Any ideas what could be causing this? Or is something wrong in the source?


----------



## kamikaze (Feb 3, 2009)

No idea. Are _all_ your ports up to date? Or at least all the ones mpd depends on?


----------



## lungten (Feb 4, 2009)

kamikaze said:
			
		

> Are _all_ your ports up to date? Or at least all the ones mpd depends on?
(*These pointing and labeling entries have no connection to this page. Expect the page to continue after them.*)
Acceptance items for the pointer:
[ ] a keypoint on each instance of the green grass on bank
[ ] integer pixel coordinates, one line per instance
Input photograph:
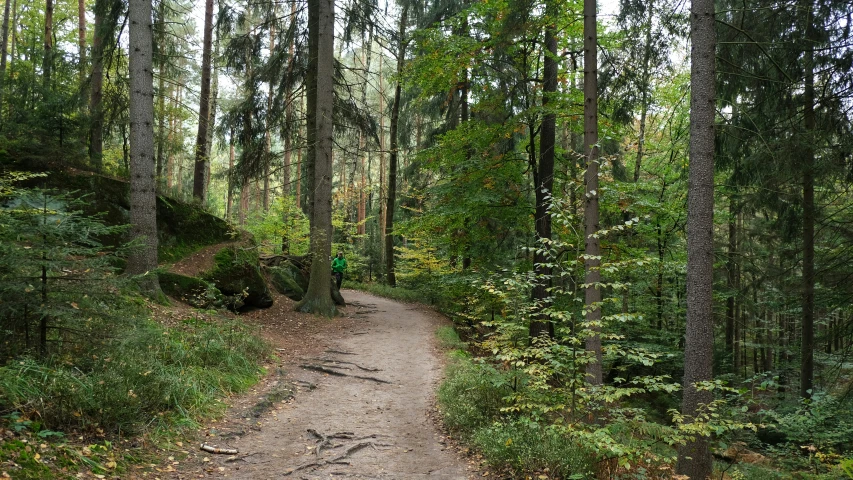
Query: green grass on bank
(147, 380)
Yes, my ports are up to date. No dependency or installation problems. Just that I cannot start it.


----------



## kamikaze (Feb 4, 2009)

Maybe your music database is broken. There's something about urllen, might be there's something it doesn't like.


----------



## hark (Feb 4, 2009)

You might try deleting the mpd database (which will be rebuilt when you start mpd again). By default, the database is ~/.mpd/db (as specified in ~/.mpdconf).

EDIT: A backtrace would be really helpful too:

 * Recompile mpd with `$ make WITH_DEBUG=1 && make deinstall reinstall`
 * Crash mpd again to generate a core file with debugging symbols
 * Open the core file with `$ gdb mpd -core mpd.core`
 * Give gdb the [cmd=gdb>]bt[/cmd] command to get the trace
 * Paste trace :3


----------



## lungten (Feb 6, 2009)

*[Solved] musicpd 0.14.1 not starting*

Thank you very much _kamikaze_ and _hark_. The problem as you suspected was caused by the [font="Courier New"]mpd.db[/font] file.


----------